One could be forgiven for believing that a chapter in the subprime mortgage crisis closed when, on Feb. 25, the court overseeing the class action against Countrywide Financial, arising from allegations that Countrywide concealed mounting risks during the housing boom, approved a $624 million settlement.
The court, however, also approved a multimillion-dollar escrow for payments to investors that had previously “opted out” of, or excluded themselves from, the settlement. In fact, 33 institutional investors, including several large pension funds and asset managers, chose to opt out and litigate individual cases against the defendants. This is only the latest example of a growing trend in securities litigation in which institutional investors are exiting large class actions in an effort to cut themselves a better deal.
Class-action litigation by shareholders to enforce securities laws is a powerful tool to hold corporate wrongdoers accountable. In most cases, courts provide class members an opportunity to “opt out” of the class and bring an individual action if they so desire. This opportunity is often provided when a settlement is presented to the court for approval, allowing class members to weigh the benefits of the settlement against the risks and potential returns of pursuing individual litigation.
Just 10 years ago, most securities litigators believed that the time, effort and expense of institutional opt-out actions made little sense, as the perceived advantages of such actions were thought to be merely speculative. Since then, however, institutional investors have begun to opt out of large settlements in increasing numbers. Sixty-five investors represented by one law firm opted out of the historic $6.1 billion WorldCom class settlement approved in 2005. More than 100 institutions opted out of the $2.65 billion AOL Time Warner securities class settlement approved in 2006. The $3.2 billion Tyco International settlement approved in December 2007 had some 288 opt-outs, including numerous institutions and mutual funds. Although institutions must opt out individually, they have also opted out simultaneously and litigated as a group, engaging the same counsel to pursue their claims.
Institutions increasingly are opting out of class actions because, by bringing an individual action, they can potentially recover much more — sometimes a multiple of — what they stand to obtain in a class settlement. For example, a group of five New York City pension funds that opted out of the WorldCom litigation revealed they recovered three times more than they would have recovered if they stayed in the class. Several institutions, such as the California Public Employees' Retirement System, which opted out of the AOL Time Warner litigation, subsequently announced they ultimately settled for between approximately nine and 50 times more than they stood to recover under the class settlement. Similarly, several institutions such as the Teacher Retirement System of Texas and the California State Teachers' Retirement System that opted out of the Qwest Communications case announced they succeeded in obtaining 30 times what they would have received had they stayed in the class or greater, with opt-out institutions recovering, in the aggregate, more than the $400 million settlement reached by the class. Legal scholar John Coffee estimated investors who have brought opt-out actions recovered on average 20% to 40% of their actual losses, while class members only received on average 2% to 3%. Thus, much larger recoveries are possible outside of class litigation for institutions.
The decision to abandon a class action and pursue individual litigation carries the risk that an institution may lose its individual case even when a class action obtains a recovery through settlement or trial. However, there are many reasons institutional investors that choose to bring an individual action can get better results. For example, opt-out litigants escape the lengthy and complex issues surrounding class certification, which increasingly are resulting in the denial of class certification in federal courts and can sound the death knell of a class case. At the very least, class-related procedural hurdles can cause significant delays in the prosecution of a class case. Since opt-outs can proceed to trial faster, defendants have a strong incentive to settle an opt-out case before the court makes any decisions that could negatively affect the class litigation.

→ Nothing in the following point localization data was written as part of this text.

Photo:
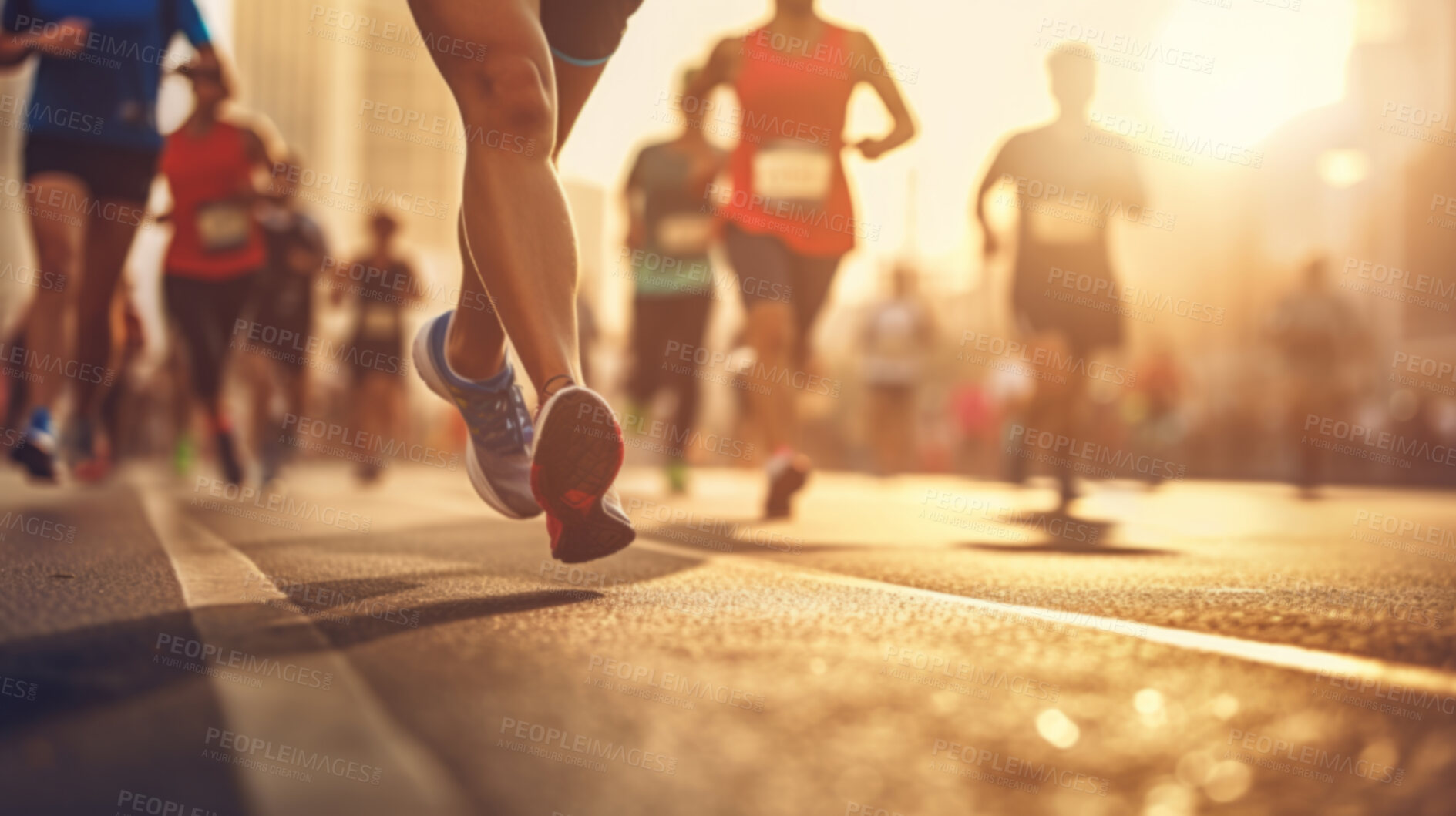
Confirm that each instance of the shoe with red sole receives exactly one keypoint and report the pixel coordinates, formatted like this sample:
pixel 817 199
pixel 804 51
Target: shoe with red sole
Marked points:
pixel 577 455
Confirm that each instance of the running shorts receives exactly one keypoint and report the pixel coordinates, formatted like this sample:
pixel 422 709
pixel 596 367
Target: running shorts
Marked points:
pixel 119 173
pixel 586 32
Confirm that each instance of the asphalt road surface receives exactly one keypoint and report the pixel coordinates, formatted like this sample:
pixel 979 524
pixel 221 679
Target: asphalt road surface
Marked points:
pixel 913 646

Also, by opting out, an institution may be able to bring strong state law claims or claims unavailable to a class, and in certain instances may be able to file in a state court, which may be more receptive to a particular plaintiff's claims or to securities plaintiffs generally.
For example, if the institution relied directly on the company's yearly or quarterly SEC filings, claims can be made under Section 18 of the Securities and Exchange Act of 1934, 15 U.S.C.S. § 78r that, unlike traditional securities fraud claims, do not require proof of knowledge or fraudulent intent. Pension funds that opt out also may sue in their own states and thereby gain a “home court” advantage. It is worth noting that pension funds that have opted out and surpassed what they would have recovered in the class also have enjoyed significant positive publicity.
Given the recent successes institutions have had with individual litigation, the trend of institutions opting out of some class cases is unlikely to subside and investment funds need to have a decision-making procedure in place and approved counsel standing by in order to not leave free money on the table.
Joshua H. Vinik and Andrei Rado are partners and John R.S. McFarlane is an associate at the Milberg LLP law firm, New York.